SCR132 Summary — Hawaii Concurrent Resolution Encouraging UN Plastics Treaty and Rapa Nui Summit Recommendations
Overview
SCR132 is a concurrent resolution in Hawaii that urges the State to adopt and implement recommendations from the United Nations Global Plastics Treaty and the Rapa Nui Summit Declaration to advance climate justice and sustainable development. While non-binding, it expresses intent to guide state policy, regulatory focus, and partnerships related to plastics pollution, ocean health, and Indigenous rights.
Purpose and Intent
- Recognize the triple planetary crisis of climate change, biodiversity loss, and pollution, and the ocean’s importance to Pacific communities.
- Acknowledge Indigenous knowledge and leadership, and the roles of women, youth, and elders in ocean stewardship.
- Promote a comprehensive approach to plastics that aligns with the UN Global Plastics Treaty, including lifecycle management, circular economy principles, and just transition supports.
- Advance culture-based climate justice and rights-based, inclusive policy for protecting marine ecosystems and coastal communities.
Key Provisions and Provisions Mapping
- UN Global Plastics Treaty alignment:
- Establish regulations for plastic products and uses; support circular economy (reuse, recycling); manage waste soundly; align public/private expenditures.
- Phase out unnecessary high-risk plastics (single-use items, excessive packaging); implement binding product design standards to reduce consumption; ensure implementation support (technical/financial) for a just transition.
- Targeted benchmarks: overall plastic packaging reduction of 30% over 12 years, with a 10% reduction by 2027; phasing out single-use plastics (bags, straws, to-go containers, polystyrene ware, coolers).
- Hawai‘i-specific actions:
- Explore incentives for refill/reuse systems to reduce single-use plastics.
- Improve lifecycle reporting, transparency, and traceability of chemicals and plastics.
- Advocate chemical simplification, group-based regulation of hazardous chemicals; implement monitoring, testing, and quality control.
- Economic incentives aligned with the Zero Waste Hierarchy; protect workers in the plastics lifecycle (e.g., waste pickers) during transitions.
- Just transition and equity:
- Emphasize producer responsibility, non-toxic reuse systems, and upstream interventions to reduce harmful chemicals.
- Ensure rights-based, inclusive considerations in addressing plastic pollution and marine degradation.
- Ocean health and Indigenous/coastal community resilience:
- Promote ocean protection, marine biodiversity, and resilience mechanisms; integrate scientific and traditional knowledge.
- Culture-based climate justice honoring UN and Pacific Islands Forum principles.
- Process and advocacy:
- Encourage greater participation in UN human rights, sustainable development, and climate processes.
Impacts and Beneficiaries
- State agencies and policymakers: potential guiding framework for future bills, regulations, and programs.
- Indigenous peoples, local coastal communities, and waste workers: emphasis on just transition, protections, and inclusive participation.
- General public and the environment: aims to reduce plastic pollution and enhance marine resilience.
Procedural History and Timeline
- Introduced: March 7, 2025.
- House action: Received from House (Hse.

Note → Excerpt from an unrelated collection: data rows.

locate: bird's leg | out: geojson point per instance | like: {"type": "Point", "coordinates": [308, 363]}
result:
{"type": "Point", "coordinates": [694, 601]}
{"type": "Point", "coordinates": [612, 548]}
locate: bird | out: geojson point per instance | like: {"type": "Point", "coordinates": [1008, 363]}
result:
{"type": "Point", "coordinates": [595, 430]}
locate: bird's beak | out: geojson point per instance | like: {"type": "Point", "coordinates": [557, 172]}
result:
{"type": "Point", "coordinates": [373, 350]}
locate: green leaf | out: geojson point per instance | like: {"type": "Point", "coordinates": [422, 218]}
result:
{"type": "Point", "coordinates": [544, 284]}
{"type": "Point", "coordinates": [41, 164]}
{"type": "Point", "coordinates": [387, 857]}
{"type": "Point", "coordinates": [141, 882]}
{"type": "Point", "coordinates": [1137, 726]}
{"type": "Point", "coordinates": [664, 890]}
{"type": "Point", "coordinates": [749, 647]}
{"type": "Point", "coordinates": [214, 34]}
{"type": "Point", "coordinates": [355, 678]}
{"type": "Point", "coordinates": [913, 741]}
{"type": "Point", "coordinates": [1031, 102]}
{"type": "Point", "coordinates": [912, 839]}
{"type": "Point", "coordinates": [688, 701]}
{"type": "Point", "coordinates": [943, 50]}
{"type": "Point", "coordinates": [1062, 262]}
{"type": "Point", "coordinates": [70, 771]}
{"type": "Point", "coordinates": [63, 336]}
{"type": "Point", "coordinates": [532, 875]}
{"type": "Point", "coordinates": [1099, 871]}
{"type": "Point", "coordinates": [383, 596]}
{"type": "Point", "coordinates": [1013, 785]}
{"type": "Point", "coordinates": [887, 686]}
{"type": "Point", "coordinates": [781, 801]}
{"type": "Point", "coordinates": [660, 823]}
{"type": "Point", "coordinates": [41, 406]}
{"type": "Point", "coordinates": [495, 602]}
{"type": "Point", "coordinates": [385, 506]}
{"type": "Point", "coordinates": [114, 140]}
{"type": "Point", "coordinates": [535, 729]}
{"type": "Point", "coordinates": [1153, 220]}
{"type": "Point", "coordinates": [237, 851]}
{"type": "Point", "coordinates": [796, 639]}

Com. No. 723) and amended SD1; final form adopted in mid-April 2025.
- Senate action: Transmitted to Senate and reported in amended form (SD1); engaged in committees (TCA/AEN, EEP) in late March–April 2025.
- Final status: Adopted in final form around April 15, 2025; transmitted to UN officials, Hawaii’s congressional delegation, and Governor.
Sponsorship and Related Measures
- Primary sponsor: Representative RHOADS.
- Related bill: SR 111 (companion, in the Senate).
- Nature: Concurrent resolution (non-binding), signaling policy priorities and urging action rather than creating new law.
Notes
- As a concurrent resolution, SCR132 does not itself authorize spending or create enforceable duties; it expresses legislative support for adopting UN and Rapa Nui recommendations and guiding state actions toward climate justice and sustainable development.